I'm not implying their implementation is incorrect. Just that these types of things are very easy to get wrong and when you do it's usually the type of bugs that take months to track down after you've eliminated every other subsystem involved.

Generally if there's not a huge organization putting their reputation(and $$$) on the line there is going to be bugs.

Most of the time if you're going lockfree for performance reasons there's usually much large gains to be found in your cache usage or overall architecture.

Generally if there's not a huge organization putting their reputation(and $$$) on the line there is going to be bugs.

This argument applies to any hard problem, so it doesn't seem valid. Whether there's an important bug in a project depends on someone's skill and on how much time they've dedicated to it, and it's hard to know how skilled or dedicated someone is.

When the prior against any particular implementation being correct is so high, I think it's correct to not trust any new implementation without strong evidence that it is correct, even if one is not aware of any specific issues.
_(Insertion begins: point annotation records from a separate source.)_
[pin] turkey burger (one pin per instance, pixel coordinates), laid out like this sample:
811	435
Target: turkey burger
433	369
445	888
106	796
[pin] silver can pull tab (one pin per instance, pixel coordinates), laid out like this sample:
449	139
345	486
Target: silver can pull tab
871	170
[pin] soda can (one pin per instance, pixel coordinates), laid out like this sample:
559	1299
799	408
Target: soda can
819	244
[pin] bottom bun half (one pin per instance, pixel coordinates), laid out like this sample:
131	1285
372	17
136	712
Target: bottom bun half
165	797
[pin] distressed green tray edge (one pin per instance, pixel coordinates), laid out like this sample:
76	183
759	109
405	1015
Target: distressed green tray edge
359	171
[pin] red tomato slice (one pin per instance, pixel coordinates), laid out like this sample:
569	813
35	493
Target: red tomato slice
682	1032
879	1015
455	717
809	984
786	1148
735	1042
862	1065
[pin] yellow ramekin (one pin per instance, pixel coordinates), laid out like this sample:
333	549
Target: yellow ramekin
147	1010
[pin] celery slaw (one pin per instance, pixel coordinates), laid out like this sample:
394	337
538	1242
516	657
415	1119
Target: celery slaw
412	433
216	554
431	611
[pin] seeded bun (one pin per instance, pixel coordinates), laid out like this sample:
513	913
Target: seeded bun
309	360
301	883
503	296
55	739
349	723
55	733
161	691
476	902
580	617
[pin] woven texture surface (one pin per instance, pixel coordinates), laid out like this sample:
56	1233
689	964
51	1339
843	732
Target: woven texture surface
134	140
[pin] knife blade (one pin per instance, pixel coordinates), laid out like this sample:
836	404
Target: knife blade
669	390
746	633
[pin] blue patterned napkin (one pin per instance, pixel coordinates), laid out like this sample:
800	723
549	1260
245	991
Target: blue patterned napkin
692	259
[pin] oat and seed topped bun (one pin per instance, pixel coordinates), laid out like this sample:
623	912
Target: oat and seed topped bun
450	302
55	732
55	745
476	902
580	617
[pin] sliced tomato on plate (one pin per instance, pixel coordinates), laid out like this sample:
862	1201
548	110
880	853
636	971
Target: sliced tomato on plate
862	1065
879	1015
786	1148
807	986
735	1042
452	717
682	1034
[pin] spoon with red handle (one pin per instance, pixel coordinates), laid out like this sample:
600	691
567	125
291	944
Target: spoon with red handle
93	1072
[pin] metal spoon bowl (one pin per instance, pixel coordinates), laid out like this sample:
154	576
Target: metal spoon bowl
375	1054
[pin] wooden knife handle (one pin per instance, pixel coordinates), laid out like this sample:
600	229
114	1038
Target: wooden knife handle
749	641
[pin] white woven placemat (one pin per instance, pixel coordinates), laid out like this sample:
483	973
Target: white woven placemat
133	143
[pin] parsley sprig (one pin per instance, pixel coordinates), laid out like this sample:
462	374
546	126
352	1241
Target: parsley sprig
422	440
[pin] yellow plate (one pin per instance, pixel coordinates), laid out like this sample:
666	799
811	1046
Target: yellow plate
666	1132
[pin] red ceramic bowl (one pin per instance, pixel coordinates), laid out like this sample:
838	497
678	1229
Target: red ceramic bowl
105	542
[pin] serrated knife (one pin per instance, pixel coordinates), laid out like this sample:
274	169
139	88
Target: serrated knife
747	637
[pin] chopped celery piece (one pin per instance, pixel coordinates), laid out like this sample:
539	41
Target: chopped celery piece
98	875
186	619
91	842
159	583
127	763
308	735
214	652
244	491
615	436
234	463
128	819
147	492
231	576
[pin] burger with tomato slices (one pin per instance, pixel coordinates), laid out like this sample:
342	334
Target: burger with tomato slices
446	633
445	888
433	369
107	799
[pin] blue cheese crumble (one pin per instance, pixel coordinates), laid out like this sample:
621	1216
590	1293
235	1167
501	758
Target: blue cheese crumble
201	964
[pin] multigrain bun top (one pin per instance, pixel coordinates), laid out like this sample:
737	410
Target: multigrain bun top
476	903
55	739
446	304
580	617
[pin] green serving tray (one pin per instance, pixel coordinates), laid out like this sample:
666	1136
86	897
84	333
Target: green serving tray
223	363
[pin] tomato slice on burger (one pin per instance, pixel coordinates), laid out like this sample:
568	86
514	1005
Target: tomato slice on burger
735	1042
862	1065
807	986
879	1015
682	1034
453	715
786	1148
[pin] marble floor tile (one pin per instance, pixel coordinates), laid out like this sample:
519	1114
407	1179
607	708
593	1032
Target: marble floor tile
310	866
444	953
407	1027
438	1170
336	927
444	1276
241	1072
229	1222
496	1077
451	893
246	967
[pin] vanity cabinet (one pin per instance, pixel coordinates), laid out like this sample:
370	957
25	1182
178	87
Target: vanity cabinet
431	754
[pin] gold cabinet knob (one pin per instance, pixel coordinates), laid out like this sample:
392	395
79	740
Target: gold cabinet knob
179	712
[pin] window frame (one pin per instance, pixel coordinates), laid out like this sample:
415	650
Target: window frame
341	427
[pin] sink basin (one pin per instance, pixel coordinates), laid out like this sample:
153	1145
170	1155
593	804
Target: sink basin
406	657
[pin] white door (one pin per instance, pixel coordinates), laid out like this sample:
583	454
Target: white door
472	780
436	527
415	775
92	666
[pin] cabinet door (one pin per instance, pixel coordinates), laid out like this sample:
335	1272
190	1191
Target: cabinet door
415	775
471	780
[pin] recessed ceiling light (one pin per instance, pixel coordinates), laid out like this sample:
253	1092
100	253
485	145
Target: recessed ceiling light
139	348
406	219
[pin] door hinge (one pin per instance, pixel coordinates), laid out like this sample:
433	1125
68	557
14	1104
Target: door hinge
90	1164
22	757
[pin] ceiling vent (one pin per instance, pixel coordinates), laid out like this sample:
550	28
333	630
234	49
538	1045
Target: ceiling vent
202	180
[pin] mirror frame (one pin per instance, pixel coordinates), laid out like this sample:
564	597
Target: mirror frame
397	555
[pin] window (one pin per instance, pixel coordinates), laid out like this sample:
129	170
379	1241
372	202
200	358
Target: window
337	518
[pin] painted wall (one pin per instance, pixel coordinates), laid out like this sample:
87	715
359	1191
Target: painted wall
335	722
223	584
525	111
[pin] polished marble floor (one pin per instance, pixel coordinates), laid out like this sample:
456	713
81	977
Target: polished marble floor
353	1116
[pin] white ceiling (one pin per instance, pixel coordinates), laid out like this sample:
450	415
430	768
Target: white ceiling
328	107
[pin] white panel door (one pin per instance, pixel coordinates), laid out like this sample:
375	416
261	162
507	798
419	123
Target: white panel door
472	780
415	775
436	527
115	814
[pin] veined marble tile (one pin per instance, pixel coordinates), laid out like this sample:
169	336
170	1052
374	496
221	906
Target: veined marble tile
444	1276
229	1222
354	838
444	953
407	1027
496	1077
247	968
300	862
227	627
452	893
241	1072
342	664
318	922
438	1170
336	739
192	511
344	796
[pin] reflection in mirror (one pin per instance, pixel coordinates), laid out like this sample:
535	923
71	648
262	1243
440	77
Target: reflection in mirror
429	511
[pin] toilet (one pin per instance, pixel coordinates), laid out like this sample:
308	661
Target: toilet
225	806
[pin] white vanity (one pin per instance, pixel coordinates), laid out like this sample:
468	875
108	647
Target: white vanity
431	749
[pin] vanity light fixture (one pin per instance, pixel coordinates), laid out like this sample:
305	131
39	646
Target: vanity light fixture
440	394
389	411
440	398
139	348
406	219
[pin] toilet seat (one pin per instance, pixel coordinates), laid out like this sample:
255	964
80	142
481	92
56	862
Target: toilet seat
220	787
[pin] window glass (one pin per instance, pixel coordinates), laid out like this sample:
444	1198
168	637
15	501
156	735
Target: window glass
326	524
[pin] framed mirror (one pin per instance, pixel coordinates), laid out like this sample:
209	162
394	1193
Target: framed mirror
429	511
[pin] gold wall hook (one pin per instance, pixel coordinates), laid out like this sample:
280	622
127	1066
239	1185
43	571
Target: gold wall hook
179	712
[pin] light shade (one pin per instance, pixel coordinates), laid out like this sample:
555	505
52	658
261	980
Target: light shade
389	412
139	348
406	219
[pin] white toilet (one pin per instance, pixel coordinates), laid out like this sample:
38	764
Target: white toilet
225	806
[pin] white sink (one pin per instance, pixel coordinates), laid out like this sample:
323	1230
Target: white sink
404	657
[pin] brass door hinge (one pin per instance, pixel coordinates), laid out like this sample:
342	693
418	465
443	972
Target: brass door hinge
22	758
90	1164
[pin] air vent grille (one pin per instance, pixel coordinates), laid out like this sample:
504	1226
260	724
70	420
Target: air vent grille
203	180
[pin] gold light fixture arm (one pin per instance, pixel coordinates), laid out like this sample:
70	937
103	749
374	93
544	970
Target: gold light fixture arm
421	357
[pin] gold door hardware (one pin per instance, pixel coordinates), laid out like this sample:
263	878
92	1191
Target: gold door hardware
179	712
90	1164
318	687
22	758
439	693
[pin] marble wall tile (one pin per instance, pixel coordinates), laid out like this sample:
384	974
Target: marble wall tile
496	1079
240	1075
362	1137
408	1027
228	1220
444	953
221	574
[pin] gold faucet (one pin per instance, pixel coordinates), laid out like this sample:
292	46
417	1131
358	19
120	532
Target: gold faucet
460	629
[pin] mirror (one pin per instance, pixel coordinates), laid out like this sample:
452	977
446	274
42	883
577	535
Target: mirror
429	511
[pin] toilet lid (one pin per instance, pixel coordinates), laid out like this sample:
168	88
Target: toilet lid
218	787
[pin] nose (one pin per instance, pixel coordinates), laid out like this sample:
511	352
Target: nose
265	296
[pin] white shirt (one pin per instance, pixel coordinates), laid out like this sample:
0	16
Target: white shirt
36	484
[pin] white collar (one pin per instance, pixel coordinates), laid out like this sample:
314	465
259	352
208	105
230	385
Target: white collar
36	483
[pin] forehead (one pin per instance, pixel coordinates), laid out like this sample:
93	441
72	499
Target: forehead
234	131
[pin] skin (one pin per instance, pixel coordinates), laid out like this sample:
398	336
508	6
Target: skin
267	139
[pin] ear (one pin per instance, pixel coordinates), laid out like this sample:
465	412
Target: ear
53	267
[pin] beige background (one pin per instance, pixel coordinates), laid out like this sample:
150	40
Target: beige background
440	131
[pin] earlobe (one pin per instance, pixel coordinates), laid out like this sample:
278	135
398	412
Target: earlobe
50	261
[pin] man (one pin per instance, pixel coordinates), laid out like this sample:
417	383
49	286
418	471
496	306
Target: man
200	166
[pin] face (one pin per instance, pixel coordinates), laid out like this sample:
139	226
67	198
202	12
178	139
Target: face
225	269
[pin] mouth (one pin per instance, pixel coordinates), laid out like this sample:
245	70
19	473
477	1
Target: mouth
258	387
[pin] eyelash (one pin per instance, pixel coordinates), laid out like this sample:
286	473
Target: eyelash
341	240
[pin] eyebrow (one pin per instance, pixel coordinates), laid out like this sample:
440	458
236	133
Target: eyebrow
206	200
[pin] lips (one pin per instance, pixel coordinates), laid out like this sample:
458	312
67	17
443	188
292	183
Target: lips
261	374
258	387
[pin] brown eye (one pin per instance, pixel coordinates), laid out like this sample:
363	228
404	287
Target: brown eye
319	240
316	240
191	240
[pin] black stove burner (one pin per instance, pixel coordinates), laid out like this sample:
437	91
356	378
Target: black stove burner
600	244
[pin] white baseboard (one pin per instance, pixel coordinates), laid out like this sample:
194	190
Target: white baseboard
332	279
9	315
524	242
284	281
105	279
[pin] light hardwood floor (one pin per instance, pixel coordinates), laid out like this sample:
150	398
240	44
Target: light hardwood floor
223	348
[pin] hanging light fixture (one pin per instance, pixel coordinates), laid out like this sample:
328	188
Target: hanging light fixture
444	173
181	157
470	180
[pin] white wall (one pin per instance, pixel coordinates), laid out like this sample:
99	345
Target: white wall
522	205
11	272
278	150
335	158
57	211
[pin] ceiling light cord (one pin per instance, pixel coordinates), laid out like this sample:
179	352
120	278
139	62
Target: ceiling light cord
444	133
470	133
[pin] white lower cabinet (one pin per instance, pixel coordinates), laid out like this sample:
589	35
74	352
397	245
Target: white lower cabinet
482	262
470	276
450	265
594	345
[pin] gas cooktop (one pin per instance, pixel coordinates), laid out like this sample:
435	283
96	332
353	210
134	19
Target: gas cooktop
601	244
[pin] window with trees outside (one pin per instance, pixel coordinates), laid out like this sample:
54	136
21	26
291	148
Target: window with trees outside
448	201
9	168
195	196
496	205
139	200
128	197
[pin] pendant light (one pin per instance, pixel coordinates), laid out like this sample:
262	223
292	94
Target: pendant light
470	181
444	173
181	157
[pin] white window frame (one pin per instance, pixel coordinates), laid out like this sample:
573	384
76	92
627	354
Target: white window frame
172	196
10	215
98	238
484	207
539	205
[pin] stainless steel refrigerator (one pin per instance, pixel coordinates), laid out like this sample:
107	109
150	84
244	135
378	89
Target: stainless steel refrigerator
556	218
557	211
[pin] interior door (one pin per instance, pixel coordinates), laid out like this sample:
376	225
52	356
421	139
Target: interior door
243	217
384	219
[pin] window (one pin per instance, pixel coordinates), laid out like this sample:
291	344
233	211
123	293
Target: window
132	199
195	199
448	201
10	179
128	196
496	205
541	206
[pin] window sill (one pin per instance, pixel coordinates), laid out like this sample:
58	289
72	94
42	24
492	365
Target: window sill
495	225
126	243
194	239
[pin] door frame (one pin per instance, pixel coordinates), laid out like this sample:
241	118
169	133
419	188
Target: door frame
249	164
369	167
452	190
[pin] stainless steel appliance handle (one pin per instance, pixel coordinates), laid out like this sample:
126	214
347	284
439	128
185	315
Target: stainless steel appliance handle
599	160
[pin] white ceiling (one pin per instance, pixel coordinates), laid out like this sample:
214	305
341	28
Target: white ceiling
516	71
Personally I wouldn't adopt a new lock-free structure implementation without at least one of established backing or a formal proof of correctness.
Yeah, the more I think about it the parallels with hand-rolled crypto are pretty strong, although if you get crypto wrong you don't just crash.
You hit it, but it's not a side point.

The entire problem of rolling your own security code is that you will never know if you messed it up.

For functional code this is only an issue with silent corrupted data.

this is less about "skill" but about the awareness how the different CPUs are implemented and where the algorithm is not behaving correctly in conjunction with the CPU spec.

In addition the error class is a mean one: doesn't happen often statistically and difficult to reproduce and as such can be very expensive to track down.

The specs are quite clear about memory fences. Just because something has a failure mode that's hard to detect doesn't mean that luck has anything to do with implementing it correctly. And if luck isn't a factor, then that leaves skill and dedication.
Specs/hw can have bugs too and he never said anything about luck.

I have no issue with hard problems but the accountability for concurrency issues is gnarly. I've had driver issues look like concurrency bugs and concurrency bugs look like driver issues. If you feel the need to take on concurrency you better have the schedule budget for it or be willing to throw it away.